Seré el color que abra la puerta de tu laberinto en primavera, la nota que enhebraba el suceso de los juegos más tiernos y remotos.
Seré el calendario que vaya nominando, escaño a escaño y sin tregua, la escala inexplorada de tu sangre.
Oigo tu paso perdido entre la noche.
Mi voz no tiene más patria que tu oído.
De Visitaciones (1964)
Carta de Nonoalco
“Los muebles se han quedado más quietos que nunca.
Los miro fijamente y perforan sus sitios hasta desaparecer.
La miseria anda medrando en las sartenes vacías,
las cucarachas se fueron sin decirme adiós.
En fin, todas nuestras cosas andan atontadas,
cuchichean en los rincones,
escapan al tacto
y yo sé que no duermen,
que cuando apago las luces se amotinan tras la puerta
o se van a la ventana pensando no sé qué.
Cuando estoy a la mesa con las migas amargas
se ocultan a mis ojos,
cambian de sitio,
me maltratan,
me abandonan a la siempre recuperable soledad.
Qué pequeña resulta la casa sin tus pasos.
Todo te lo llevaste:
los planos del espacio,
las palabras atmósfera y oxígeno,
lo frutal de tu silencio despeñándose en la luz,
las cartografías del sueño y de la libertad.
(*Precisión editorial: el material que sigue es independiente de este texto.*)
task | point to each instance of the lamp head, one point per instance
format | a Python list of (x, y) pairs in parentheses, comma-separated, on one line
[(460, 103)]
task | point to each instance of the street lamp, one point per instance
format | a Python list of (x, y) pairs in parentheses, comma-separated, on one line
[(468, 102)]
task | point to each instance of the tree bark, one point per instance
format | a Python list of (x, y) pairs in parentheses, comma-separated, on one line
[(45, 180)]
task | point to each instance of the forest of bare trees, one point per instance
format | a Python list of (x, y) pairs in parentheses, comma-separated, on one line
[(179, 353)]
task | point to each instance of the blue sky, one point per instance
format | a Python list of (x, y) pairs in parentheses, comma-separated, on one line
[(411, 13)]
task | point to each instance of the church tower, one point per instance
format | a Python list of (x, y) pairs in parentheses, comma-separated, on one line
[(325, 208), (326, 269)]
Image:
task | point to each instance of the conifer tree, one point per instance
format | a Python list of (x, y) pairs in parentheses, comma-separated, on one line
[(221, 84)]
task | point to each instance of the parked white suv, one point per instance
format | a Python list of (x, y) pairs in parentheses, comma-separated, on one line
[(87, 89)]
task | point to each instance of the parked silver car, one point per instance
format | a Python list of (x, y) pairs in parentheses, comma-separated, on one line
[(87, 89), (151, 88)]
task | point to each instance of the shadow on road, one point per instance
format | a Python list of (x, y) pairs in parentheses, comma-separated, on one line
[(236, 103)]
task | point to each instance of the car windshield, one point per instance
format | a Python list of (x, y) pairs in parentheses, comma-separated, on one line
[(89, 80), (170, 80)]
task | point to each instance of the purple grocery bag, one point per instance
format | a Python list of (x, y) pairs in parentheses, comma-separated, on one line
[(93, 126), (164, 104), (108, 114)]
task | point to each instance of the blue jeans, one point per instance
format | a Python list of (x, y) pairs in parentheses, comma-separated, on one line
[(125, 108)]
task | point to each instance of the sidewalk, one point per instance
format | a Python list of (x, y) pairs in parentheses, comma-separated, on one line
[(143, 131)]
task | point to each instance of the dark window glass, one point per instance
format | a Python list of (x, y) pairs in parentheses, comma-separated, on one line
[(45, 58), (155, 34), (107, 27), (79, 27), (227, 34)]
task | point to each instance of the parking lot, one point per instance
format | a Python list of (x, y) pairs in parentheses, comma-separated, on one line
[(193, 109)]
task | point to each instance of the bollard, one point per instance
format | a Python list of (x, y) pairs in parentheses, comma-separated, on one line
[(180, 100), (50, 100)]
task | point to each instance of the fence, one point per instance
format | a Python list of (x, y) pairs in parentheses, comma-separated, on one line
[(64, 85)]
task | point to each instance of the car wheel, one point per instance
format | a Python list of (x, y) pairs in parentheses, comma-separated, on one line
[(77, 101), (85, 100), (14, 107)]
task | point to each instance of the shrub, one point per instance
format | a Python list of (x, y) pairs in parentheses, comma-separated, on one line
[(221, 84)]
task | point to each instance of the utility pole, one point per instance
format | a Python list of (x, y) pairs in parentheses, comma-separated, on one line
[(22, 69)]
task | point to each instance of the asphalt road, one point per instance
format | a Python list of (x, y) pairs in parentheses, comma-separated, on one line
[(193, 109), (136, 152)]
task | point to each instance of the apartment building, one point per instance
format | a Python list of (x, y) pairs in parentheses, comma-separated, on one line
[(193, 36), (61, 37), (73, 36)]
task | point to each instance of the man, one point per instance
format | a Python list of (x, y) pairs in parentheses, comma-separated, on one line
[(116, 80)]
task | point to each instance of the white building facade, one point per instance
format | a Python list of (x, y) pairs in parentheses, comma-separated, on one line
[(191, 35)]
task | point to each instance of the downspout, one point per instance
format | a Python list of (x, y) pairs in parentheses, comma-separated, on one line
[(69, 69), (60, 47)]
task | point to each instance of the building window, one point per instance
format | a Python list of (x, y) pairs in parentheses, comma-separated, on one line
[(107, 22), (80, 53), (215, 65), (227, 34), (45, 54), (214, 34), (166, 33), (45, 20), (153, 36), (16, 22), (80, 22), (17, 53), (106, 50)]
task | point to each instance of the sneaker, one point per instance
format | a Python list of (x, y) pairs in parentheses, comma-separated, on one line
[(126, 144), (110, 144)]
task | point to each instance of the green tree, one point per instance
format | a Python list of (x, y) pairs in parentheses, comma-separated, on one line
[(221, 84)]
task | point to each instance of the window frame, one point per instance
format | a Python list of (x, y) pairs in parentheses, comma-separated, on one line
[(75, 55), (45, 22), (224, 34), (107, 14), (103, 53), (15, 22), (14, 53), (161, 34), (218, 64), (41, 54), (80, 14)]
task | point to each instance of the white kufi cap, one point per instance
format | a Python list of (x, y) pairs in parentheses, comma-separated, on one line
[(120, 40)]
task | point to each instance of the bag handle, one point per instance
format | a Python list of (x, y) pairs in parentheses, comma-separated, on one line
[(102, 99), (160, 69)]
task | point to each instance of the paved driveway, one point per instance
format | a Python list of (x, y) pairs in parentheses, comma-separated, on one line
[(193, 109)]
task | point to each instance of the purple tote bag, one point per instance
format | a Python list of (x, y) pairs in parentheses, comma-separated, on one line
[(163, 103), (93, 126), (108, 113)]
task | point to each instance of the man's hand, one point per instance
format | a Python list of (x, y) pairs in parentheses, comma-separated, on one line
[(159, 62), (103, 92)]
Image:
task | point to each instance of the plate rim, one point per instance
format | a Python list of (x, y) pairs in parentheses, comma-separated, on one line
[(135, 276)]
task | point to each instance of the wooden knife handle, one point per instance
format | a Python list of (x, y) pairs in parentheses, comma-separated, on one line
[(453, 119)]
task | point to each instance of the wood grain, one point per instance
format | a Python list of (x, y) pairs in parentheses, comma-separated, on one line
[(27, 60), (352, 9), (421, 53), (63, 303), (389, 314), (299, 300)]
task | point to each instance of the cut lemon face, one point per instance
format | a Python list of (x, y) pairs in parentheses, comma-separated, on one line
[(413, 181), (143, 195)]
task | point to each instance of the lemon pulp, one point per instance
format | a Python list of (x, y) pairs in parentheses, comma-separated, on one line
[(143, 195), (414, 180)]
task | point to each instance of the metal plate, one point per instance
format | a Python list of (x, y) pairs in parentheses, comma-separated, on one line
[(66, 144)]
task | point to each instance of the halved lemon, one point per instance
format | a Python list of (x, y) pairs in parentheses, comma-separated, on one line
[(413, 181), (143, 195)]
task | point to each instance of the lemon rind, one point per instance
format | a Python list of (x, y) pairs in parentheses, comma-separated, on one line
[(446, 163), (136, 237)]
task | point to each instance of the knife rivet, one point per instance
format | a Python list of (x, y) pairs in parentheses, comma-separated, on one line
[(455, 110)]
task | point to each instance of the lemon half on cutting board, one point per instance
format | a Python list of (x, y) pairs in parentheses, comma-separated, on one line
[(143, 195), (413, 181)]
Estoy clavado por tu silencio enorme,
por la tristeza que te guía como perro de ciego,
por tu fe despilfarrada en las criaturas de las fábulas,
por la mano acariciadora del espanto,
por tratar al desamparo cara a cara y saludarlo distraídamente,
por el aire difícil que tú confundes con un huerto de naranjos.
Si abro la puerta, la casa se inunda de una ira amarilla,
la envidia entra a calcinarme los huesos
porque nunca he odiado como ahora,
porque sólo me faltan tus sollozos para ser feliz.
Conoces mi desgano de inclinar la cara hacia las tumbas,
de caminar por las semanas de las mutilaciones
como un viaje emprendido hacia ningún lugar,
hacia el cadáver remoto que tal vez me necesita,
del momento que se tiende a lo largo del lecho para ofrecerme
lo que la carne recuerda como un galope perdido.
Camino ausente de mis pasos.
Pregunto por mí en el alcohol del llanto
y no me respondo.
Las palabras nada saben,
asumen el dominio de un imperio soñado.
Vuelvo a la sospechosa paz de Nonoalco
a respirar la sombra de una ráfaga inmóvil,
a pensar en las redes del último juego
del que el hombre se levanta como la única bestia coronada.
Ya no sé si estoy vivo o muerto.
Ven a decirme la última palabra.”
De La hora y el sitio (1973)
Ninní
(1934-1940)
A Sergio Pitol
Siempre al atardecer giras la llave
que abre las rejas del cancel
y separa las hojas de la senda
para que llegue al mármol que te nutre
con sus racimos congelados.
Desde el fondo del valle nos invoca
la voz de la carreta rechinante
cantándole al inerme corazón.
¿Por qué tengo que oír a cada tarde
el horror que gotea en el silencio?
Ninní, Ninní, tú lo sabías:
me siguen embrujando los caminos,
las flores brunas de la carne
que acarician mis ojos con su bisturí;
el veneno que dormía en los labios de Ihú,
el que se alimentaba tan sólo de silencio;
las palabras que vienen a mi mesa
a iluminar el pan de la mañana.
Por buscarte, Ninní, he removido
los muladares de la noche,
he roído huesos rechazados por los perros,
he malbaratado bienes del reino lejano,
proyectos de reconstrucción.
Pero no he vuelto a hablar a solas.
Tú plantas los laureles en el sueño
persuades a las aguas
para que sólo reflejen tu reflejo;
por ti alienta aún esa colina
en su primavera de tumbas y jardines.
Cuando yo vuelva
te hablaré de Isabel, Estambul, Nueva Zelandia,
de la isla que nos aguarda en el Atlántico
donde yacen sepultas nuestras alas.
Pero mucho tendré que caminar aún conmigo mismo,
perseguido por todos mis caminos moribundos,
escapar a las trampas tendidas a las corzas
en los calveros de la profanación;
fingir que dormiré cuando esas mismas flores
extiendan su corola en la penumbra empozoñada.
Mientras tanto, los días pasarán
como caballos negros con crineras blancas.